En effet, si le dessin nous propose un paysage avec ses
nombreuses interprétations érotiques (buste et /
ou postérieur féminin, arches qui sous-tendent la
route, baie en arrière-plan à gauche et sa
végétation, nuages mêlés
au-dessus…), la main qui s’avance depuis
l’autre côté du virage, du
« tournant », constitue pour le spectateur
l’élément inconnu, insolite, son mouvement
représentant le principe perturbateur dans cette
scène semblant décrite de
l’extérieur. Le spectateur ne sait pas exactement
à quoi s’attendre, sauf peut-être à
matérialiser les suggestions du décor.
Le tournant
J'espère Ce qui m'est interdit. |
Le poème propose un point de vue totalement
inversé puisque par l’énonciation, il
introduit la première personne dans chacun des deux vers
du poème : comme premier mot du premier vers, pronom
sujet, puis comme mot pivot, central, du second, pronom objet.

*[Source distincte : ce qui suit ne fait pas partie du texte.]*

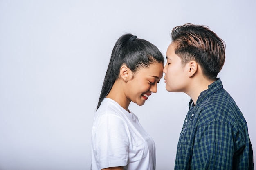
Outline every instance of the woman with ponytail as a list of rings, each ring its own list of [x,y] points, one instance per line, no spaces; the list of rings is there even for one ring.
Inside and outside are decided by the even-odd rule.
[[[128,107],[157,92],[164,60],[155,46],[131,34],[116,42],[92,129],[93,170],[155,169],[154,141]]]

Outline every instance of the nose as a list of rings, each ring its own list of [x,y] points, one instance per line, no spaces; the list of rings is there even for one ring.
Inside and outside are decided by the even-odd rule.
[[[167,72],[167,63],[166,63],[166,64],[164,66],[164,69],[163,69],[163,72],[164,72],[164,73],[166,74]]]
[[[149,90],[152,93],[156,93],[157,92],[157,84],[155,83],[153,85]]]

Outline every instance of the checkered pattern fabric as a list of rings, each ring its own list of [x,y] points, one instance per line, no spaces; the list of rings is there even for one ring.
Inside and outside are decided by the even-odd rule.
[[[175,170],[254,170],[247,124],[220,78],[189,106]]]

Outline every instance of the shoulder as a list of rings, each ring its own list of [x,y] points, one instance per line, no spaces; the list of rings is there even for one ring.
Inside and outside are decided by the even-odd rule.
[[[230,95],[223,89],[210,95],[198,108],[200,118],[206,124],[218,121],[231,126],[243,126],[243,116]]]

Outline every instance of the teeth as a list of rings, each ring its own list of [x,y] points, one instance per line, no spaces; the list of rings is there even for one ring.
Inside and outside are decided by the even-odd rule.
[[[144,96],[145,97],[146,97],[147,98],[148,98],[148,97],[149,97],[149,96],[146,94],[143,94],[143,96]]]

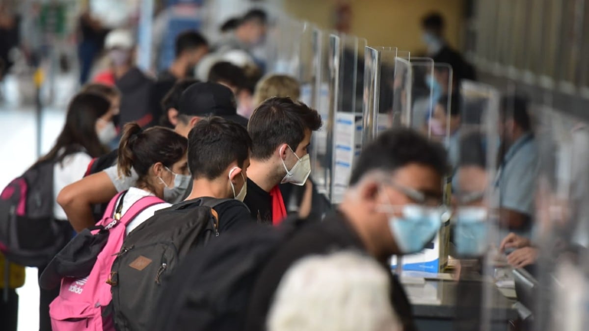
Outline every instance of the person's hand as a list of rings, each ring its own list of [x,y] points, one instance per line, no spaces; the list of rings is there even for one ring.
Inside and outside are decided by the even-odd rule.
[[[505,251],[505,249],[520,249],[529,246],[531,246],[529,239],[511,233],[508,234],[501,241],[501,244],[499,246],[499,251],[502,253]]]
[[[514,250],[507,256],[507,262],[515,268],[521,268],[536,262],[538,259],[538,249],[524,247]]]

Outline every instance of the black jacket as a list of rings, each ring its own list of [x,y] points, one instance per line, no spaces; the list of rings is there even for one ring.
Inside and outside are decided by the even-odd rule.
[[[343,215],[337,213],[303,229],[280,248],[260,273],[252,291],[245,326],[246,331],[266,329],[266,320],[274,293],[288,269],[299,259],[346,249],[366,251],[363,244]],[[416,330],[413,313],[405,290],[388,266],[391,275],[391,303],[403,323],[405,331]]]
[[[155,120],[153,114],[155,106],[151,102],[153,80],[138,68],[134,67],[116,80],[115,85],[121,91],[120,127],[135,121],[142,127],[151,124]]]

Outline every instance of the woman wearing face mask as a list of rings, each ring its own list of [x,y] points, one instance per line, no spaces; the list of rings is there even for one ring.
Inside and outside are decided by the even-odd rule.
[[[125,125],[118,148],[119,174],[130,176],[133,168],[138,178],[134,187],[120,197],[113,198],[120,200],[116,205],[122,206],[121,213],[124,214],[141,198],[155,196],[163,199],[161,203],[138,214],[127,226],[127,234],[155,211],[171,206],[164,201],[175,201],[179,193],[186,190],[191,180],[187,164],[187,147],[186,138],[168,128],[154,127],[143,131],[137,123]]]
[[[49,153],[38,163],[49,161],[54,165],[54,196],[65,186],[79,180],[84,176],[88,164],[92,158],[98,157],[108,150],[101,143],[97,131],[99,119],[109,111],[110,102],[104,97],[89,92],[80,93],[72,99],[68,107],[65,124]],[[67,242],[73,234],[71,226],[67,221],[65,212],[54,200],[53,216],[55,224],[61,229],[61,240]],[[39,274],[44,267],[39,268]],[[40,291],[40,329],[51,330],[49,304],[59,294],[59,288],[54,290]]]

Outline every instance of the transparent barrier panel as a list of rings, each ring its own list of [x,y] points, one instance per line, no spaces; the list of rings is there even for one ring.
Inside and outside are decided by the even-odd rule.
[[[360,153],[362,113],[360,102],[363,82],[362,52],[366,39],[341,34],[333,35],[333,71],[337,79],[334,94],[334,126],[331,201],[338,204],[348,188],[352,168]],[[336,54],[339,52],[339,54]]]
[[[329,197],[331,188],[331,155],[328,154],[332,141],[332,121],[329,104],[330,87],[329,35],[315,28],[312,31],[315,90],[313,107],[323,121],[321,129],[313,134],[311,147],[311,176],[320,193]]]
[[[458,279],[456,330],[508,329],[517,318],[497,283],[508,272],[498,262],[500,241],[494,181],[499,150],[499,92],[474,82],[461,85],[458,163],[452,178],[452,249],[448,265]],[[515,314],[510,316],[509,313]]]
[[[580,331],[589,322],[589,128],[550,107],[540,110],[534,235],[525,247],[534,259],[524,267],[535,287],[527,303],[533,330]]]

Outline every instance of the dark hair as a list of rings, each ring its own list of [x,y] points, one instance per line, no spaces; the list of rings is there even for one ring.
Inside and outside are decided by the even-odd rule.
[[[225,21],[221,25],[219,30],[221,32],[228,32],[235,29],[239,25],[239,19],[237,17],[232,17]]]
[[[306,130],[321,127],[321,116],[307,105],[290,98],[270,98],[260,104],[250,118],[247,131],[253,147],[252,157],[267,160],[281,144],[296,150]]]
[[[447,94],[444,94],[440,97],[440,98],[438,100],[438,104],[443,107],[444,110],[446,111],[446,114],[448,113],[448,95]],[[451,95],[451,98],[450,99],[450,115],[451,116],[460,116],[461,114],[460,113],[460,95],[457,93],[453,93]]]
[[[424,29],[441,32],[444,28],[444,18],[439,12],[429,14],[422,19],[421,26]]]
[[[243,167],[252,149],[252,139],[243,127],[219,117],[198,121],[188,141],[188,166],[194,179],[212,180],[233,161]]]
[[[501,98],[501,114],[503,120],[513,118],[515,124],[524,131],[532,128],[528,113],[528,98],[521,95],[507,95]]]
[[[110,102],[104,97],[94,93],[78,93],[70,102],[65,124],[55,144],[39,162],[54,160],[61,162],[67,155],[85,150],[92,157],[98,157],[108,152],[101,144],[96,133],[96,121],[108,111]],[[63,153],[60,151],[63,149]]]
[[[107,98],[120,97],[121,92],[115,86],[111,86],[101,83],[87,84],[82,88],[82,92],[94,93],[103,95]]]
[[[197,31],[189,30],[178,35],[176,37],[174,49],[176,56],[178,57],[185,51],[190,51],[199,47],[208,46],[207,39]]]
[[[243,69],[232,63],[223,61],[218,62],[211,67],[209,72],[209,81],[224,82],[236,87],[239,90],[246,87],[247,78]]]
[[[167,111],[171,108],[177,110],[180,108],[180,95],[189,86],[199,82],[198,80],[186,79],[177,81],[174,86],[161,100],[161,107],[164,108],[164,115],[167,118]]]
[[[139,181],[147,184],[150,168],[161,162],[171,168],[186,153],[188,140],[174,130],[153,127],[143,131],[136,122],[125,124],[118,145],[117,167],[120,175],[131,176],[133,168]]]
[[[268,21],[268,15],[262,9],[253,9],[246,13],[241,18],[240,24],[243,24],[252,21],[256,21],[260,24],[266,24]]]
[[[440,144],[411,129],[388,130],[362,150],[350,185],[356,184],[372,170],[394,171],[412,163],[431,167],[440,176],[449,169],[446,151]]]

Dans les deux cas, le pronom est d’ailleurs
élidé : incomplétude d’un ego
vampirique en quête de l’autre, d’un reflet,
d’une proie ? Cette marque d’énonciation
introduit d’emblée le lecteur dans une
espèce de focalisation interne, qu’il y ait
identification ou non. En tout cas, le poème lui fait
franchir le côté dérobé du
« tournant ».
Ce qui était menace quasi-cachée dans le dessin devient, sous couvert d’«espoir/ espérance », non seulement pulsion, convoitise mais encore affirmation, revendication, par la référence à la censure, à l’inaccessible (l’inconscient ?), à l’interdit (l’usage de ce dernier mot fait l’économie de toute négation dans l’énoncé : mot butoir en quelque sorte que le poème, à mains libres, à mains tendues, s’efforce de dépasser et d’anéantir).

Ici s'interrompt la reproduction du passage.